The labor union is also critical of the college's decision not to allow neutral observers in the room during bargaining sessions.
"Our members just want to see what's going on to see that bargaining is transparent and on the up and up," Blanco said.
Blanco said in addition to the employees' qualms over the negotiating process, they want the college to use a portion of the estimated $54 million in federal COVID relief dollars to pay for living wages for employees.
"The college is saying these millions of dollars aren't to be used for employees," Blanco said. "We have enough stress going on, working harder than ever, working hard to reopen our schools."
PCC maintains there are strict rules for how that federal money can be spent, which don't include employee wage increases.

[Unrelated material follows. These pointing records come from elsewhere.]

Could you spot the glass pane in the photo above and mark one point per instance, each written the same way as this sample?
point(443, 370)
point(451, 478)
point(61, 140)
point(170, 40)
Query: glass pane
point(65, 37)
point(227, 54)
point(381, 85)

The June 10 letter to employees from PCC leadership notes the Higher Education Emergency Relief Funds (HEERF) money is "one-time money and cannot be used to fund the employee compensation package. Use of the institutional portion of these funds is specifically limited to defray expenses associated with coronavirus, including lost revenue, reimbursement for expenses already incurred, technology costs associated with a transition to distance education, faculty and staff training, and payroll."
Kate Chester, director of public relations for PCC, said the college's president, Mark Mitsui, hosted a handful of listening sessions in May, for faculty and staff. The goal was to provide information as the academic year was winding down.
"As a follow-up to the listening sessions, the president's cabinet shared a letter with the college on June 10 to provide factual information about issues that had surfaced at the listening sessions related to the re-opener on compensation between the college and the federations," Chester said via email to Pamplin Media Group. "PCC is bargaining in good faith, and it is aware of and abides by its obligations under the state's labor laws. The college will respond to the specific assertions in the complaint through the Employment Relations Board processes. There are no rules that prohibit the college from providing factual information to its employees, and the reasons the college did so were explained in the letter."
According to the letter, a $28.6 million, four-year employee contract was approved in 2019. Uncertainty about the level of state funding PCC would get, coupled with a decline in student enrollment, left PCC worried whether the college could fund the final two years of the contract. The employee unions and the college agreed that compensation for the final two years of the contract would be renegotiated if either state community college funds fell short, or student enrollment fell below target.
The college noted student enrollment was projected to remain below 21,000 at the end of the spring 2021 term, which was lower than the number in the contract.
Blanco countered that the college has saved money during the pandemic—about $21 million by his group's estimation—through a combination of layoffs, hiring freezes, lack of travel expenses, reduced class offerings and reduced utility bills due to schools being closed.
According to the Employment Relations Board's complaint protocol, an administrative law judge is likely to review and investigate the complaint.